LRTPs are updated every five years and TIPs are updated each year to reflect the MPOs’ current priorities.
When developing, MPOs are required to include the goals, objectives, performance measures and safety in their LRTPs and are encouraged to identify contextual solutions for appropriate transportation corridors within their area to improve the transportation network for all users.
The Federal Highway Administration provides a guide for MPOs, Transportation Safety Planning and the Zero Deaths Vision: A Guide for Metropolitan Planning Organizations and Local Communities.
In the guide are examples of MPOs and communities using public health tools to advance their safety planning efforts.
Sarasota/Manatee MPO is doing just that to reach their safety targets, although they did not adopt all statewide FDOT’s safety targets.
The MPO mapped and analyzed the fatal and serious injury crashes in their two-county planning area from 2010 to 2016 and found particular roadway segments where crashes were a recurring concern.
Twenty corridors were identified as high priority locations for targeted strategies, like access management, sidewalk connections, street lighting, and six locations were selected for road safety audit field reviews, according to their 2018 Safety Assessment Report.
Projects to address safety on these corridors would, ideally, be included when the MPO updates their LRTP.
The Hillsborough MPO also didn’t establish all FDOT’s safety targets, but they identified severe crash corridors.

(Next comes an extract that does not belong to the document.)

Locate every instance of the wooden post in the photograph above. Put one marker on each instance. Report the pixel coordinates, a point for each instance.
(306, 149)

Hillsborough MPO understands that crashes are the result of unforgiving roadway designs combined with poor behavior and they approved $14.4 million in Highway Safety Improvement Program funds to reach their safety targets.
If an MPO does not meet or achieve its established targets, the MPO is encouraged to develop a statement that describes how the MPO will work with the State and other partners to meet targets during the next performance period.
If the Federal Highway Administration determines that FDOT has not met or made significant progress toward meeting safety performance targets, FDOT must:
- use a portion of its obligation authority only for Highway Safety Improvement Program projects; and
- submit an annual implementation plan that describes actions FDOT will take to meet their targets, according to an FDOT Fact Sheet.
“FDOT and its traffic safety partners are committed to eliminating fatalities and reducing serious injuries with the understanding that the death of any person is unacceptable and based on that, zero deaths is our safety performance target,” according to the federal State Safety Performance Dashboard and Reports.
Aside from its effort on the Highway Safety Improvement Program, FDOT adopted a zero target for an additional six safety performance measures for a total of 11 in their 2018 Highway Safety Plan.
This is a drastic difference from the 2017 Highway Safety Plan where safety targets were not nearly as strict.
If you are concerned about safe, multimodal options, you can encourage your State DOT, MPO and city to establish more strict safety performance targets.